How Egyptian police use dating apps to find LGBT individuals
The taboo around homosexuality is quite strong in Egypt, and there have long been claims that authorities are looking for LGBT people online. Currently, BBC News has proof of how the police are doing this through social and dating apps.
The names of each victim have been changed.
I am aware of the rampant homophobia that penetrates every aspect of Egyptian society because I was born and raised.
Although there isn’t a specific legislation against homosexuality in Egypt.

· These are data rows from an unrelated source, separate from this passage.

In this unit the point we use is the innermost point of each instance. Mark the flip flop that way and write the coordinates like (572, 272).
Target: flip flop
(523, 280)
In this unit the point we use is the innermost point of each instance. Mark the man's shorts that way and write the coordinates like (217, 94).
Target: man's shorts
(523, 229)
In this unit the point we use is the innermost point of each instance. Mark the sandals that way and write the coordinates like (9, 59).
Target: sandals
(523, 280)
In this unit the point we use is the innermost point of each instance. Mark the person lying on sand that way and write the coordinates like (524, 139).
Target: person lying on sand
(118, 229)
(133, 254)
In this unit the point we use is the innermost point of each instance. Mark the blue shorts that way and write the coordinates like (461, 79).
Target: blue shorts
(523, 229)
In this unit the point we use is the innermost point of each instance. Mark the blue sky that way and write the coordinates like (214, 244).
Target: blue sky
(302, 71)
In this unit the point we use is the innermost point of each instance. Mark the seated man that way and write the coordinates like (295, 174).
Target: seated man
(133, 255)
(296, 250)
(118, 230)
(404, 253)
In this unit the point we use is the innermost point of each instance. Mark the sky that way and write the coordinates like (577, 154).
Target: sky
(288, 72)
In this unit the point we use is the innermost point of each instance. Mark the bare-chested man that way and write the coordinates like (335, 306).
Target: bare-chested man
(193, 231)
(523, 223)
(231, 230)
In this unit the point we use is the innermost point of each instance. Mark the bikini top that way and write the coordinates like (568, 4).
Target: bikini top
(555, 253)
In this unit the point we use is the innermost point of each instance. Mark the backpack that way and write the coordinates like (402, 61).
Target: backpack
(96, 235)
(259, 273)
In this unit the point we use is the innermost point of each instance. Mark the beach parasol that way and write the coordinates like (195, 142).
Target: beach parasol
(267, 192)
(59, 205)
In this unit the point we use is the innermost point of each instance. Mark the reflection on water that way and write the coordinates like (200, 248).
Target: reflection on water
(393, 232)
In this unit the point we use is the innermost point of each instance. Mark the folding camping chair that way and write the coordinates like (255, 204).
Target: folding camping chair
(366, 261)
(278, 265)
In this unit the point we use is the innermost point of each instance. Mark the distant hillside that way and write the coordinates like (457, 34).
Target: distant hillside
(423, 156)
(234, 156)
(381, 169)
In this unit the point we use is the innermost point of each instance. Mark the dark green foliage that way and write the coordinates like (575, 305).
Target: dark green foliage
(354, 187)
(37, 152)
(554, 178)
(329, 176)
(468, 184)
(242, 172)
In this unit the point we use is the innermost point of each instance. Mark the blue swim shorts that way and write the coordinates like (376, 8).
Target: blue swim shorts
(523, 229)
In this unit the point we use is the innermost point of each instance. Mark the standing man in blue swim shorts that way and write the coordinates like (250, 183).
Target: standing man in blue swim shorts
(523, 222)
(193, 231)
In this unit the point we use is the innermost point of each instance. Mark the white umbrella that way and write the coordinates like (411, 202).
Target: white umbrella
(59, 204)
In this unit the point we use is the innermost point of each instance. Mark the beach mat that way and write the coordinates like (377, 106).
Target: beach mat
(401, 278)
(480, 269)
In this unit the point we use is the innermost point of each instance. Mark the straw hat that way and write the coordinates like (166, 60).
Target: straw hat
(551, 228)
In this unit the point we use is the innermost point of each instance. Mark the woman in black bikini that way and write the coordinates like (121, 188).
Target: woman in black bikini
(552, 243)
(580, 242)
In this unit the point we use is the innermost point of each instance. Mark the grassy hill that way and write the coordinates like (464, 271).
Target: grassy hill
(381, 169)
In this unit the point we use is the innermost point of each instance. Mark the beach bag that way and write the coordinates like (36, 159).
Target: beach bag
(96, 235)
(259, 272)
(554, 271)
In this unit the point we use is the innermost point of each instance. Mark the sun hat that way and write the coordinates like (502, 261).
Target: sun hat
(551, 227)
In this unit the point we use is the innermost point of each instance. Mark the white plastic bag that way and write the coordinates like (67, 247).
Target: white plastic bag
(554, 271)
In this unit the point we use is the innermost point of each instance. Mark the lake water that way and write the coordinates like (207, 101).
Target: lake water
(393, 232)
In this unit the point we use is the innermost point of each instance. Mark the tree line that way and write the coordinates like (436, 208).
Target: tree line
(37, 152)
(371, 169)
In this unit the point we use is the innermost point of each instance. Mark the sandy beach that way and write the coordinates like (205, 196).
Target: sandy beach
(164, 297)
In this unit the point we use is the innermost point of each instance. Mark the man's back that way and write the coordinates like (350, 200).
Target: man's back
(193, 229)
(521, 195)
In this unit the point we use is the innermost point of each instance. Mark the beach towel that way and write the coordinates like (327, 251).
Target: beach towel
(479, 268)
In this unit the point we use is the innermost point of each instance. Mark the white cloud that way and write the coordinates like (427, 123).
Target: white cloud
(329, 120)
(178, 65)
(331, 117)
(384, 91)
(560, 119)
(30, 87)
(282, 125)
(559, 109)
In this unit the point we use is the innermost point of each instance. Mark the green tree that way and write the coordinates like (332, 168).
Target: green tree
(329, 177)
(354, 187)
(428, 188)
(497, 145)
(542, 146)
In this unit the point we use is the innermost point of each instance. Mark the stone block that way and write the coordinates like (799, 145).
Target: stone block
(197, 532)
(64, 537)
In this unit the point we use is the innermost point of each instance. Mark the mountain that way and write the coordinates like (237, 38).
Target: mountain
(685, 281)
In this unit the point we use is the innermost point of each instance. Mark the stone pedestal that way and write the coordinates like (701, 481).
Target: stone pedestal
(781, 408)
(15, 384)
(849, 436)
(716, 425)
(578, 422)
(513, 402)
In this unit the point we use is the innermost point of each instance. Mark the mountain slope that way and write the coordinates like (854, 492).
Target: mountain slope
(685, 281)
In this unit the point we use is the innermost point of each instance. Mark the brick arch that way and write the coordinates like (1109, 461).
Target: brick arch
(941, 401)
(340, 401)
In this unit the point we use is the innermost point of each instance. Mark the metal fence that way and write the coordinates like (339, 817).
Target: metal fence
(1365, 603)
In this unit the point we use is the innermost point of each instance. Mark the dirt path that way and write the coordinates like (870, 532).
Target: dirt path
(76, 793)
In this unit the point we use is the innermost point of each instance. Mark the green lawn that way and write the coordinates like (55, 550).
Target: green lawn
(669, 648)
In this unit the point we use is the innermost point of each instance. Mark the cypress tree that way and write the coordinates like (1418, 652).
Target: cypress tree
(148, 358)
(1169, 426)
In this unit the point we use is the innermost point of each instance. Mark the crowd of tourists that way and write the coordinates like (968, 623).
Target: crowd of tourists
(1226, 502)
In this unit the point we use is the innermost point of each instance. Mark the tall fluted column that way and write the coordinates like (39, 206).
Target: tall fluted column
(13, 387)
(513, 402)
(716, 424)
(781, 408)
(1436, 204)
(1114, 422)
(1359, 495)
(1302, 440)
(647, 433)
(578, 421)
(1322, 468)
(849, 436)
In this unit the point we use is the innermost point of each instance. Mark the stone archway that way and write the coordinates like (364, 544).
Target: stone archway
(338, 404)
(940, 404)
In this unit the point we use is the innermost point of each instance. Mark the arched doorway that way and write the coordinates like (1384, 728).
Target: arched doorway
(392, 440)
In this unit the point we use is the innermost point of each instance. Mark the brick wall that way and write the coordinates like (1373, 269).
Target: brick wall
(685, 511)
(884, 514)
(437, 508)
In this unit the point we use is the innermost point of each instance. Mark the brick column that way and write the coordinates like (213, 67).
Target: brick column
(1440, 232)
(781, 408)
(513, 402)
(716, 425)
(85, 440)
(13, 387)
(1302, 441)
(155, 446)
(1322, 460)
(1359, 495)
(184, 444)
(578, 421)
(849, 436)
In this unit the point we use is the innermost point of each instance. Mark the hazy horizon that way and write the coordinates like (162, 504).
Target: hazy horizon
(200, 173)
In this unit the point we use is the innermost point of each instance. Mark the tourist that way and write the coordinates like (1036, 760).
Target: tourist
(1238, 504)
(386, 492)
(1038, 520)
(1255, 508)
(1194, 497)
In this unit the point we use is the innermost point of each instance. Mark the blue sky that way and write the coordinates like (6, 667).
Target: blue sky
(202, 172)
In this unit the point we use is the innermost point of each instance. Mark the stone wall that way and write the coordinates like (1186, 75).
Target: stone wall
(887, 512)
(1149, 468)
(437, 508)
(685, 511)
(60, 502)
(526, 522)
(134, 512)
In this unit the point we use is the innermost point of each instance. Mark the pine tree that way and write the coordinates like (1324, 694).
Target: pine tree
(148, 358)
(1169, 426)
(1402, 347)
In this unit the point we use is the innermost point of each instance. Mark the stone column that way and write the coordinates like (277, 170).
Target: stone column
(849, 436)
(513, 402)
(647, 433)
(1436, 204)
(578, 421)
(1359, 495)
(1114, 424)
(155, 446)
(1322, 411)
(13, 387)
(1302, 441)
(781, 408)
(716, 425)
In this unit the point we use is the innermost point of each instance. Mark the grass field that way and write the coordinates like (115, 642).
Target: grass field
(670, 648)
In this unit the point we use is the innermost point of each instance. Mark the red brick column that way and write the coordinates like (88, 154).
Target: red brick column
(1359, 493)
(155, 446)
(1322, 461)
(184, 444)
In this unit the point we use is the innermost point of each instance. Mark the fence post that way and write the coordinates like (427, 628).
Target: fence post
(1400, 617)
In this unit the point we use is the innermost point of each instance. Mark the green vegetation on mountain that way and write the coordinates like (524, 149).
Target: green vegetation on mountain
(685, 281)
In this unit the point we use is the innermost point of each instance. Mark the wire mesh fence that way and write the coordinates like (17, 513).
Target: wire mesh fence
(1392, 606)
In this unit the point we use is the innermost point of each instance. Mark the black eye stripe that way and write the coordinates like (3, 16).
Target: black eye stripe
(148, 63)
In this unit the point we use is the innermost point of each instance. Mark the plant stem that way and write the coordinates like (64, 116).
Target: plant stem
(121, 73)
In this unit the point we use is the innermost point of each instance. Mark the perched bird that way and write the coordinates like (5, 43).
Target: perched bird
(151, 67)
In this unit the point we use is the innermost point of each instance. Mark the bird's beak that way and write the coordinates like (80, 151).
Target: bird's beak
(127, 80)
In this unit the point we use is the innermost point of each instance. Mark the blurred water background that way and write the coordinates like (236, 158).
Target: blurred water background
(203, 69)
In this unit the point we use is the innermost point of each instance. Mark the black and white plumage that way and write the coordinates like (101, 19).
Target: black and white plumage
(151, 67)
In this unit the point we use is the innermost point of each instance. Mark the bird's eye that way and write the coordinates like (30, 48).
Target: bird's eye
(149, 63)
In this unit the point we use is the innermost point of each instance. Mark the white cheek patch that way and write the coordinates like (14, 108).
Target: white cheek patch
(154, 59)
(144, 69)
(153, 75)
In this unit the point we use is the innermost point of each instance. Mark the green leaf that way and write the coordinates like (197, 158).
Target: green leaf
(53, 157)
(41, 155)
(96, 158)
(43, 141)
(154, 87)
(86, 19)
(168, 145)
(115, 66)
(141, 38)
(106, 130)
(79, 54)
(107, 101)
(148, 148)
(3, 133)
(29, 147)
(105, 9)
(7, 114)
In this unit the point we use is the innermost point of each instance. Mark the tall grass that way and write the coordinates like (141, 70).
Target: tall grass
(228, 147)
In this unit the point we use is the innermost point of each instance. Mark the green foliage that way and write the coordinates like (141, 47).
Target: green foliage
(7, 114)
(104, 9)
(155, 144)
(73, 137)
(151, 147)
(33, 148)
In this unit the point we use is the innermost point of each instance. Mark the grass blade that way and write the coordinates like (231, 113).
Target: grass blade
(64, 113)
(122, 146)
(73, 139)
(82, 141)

A text exchange between an undercover cop and a user of the social networking and dating app WhosHere appears to show the cop pressuring the app user to meet up in person.
Dating apps are a common technique for LGBT people to meet possible mates because it is quite difficult for them to do so openly in public in Egypt. However, using the apps alone might lead to prosecution under Egypt’s laws against inciting public immorality or debauchery, regardless of your sexual orientation.
Not simply Egyptians are the target of this persecution. In one transcript, cops talk about finding a foreigner on the well-known gay dating app Grindr. We’ll name him Matt. In a subsequent chat with a police informant, Matt allegedly “confirmed his depravity, his desire to indulge in debauchery for free, and sent images of himself and his physique,” according to the transcript.
Laith went to meet him, but his companion was nowhere to be found. Instead, he encountered law enforcement, who took him into custody and placed him in a vice squad cell.
He informed me, showing me the scar, that one police officer accidentally stubbed a cigarette out on his arm.
It was the only time in my life that I attempted suicide, according to Laith.
He claims that after that, cops created a false profile.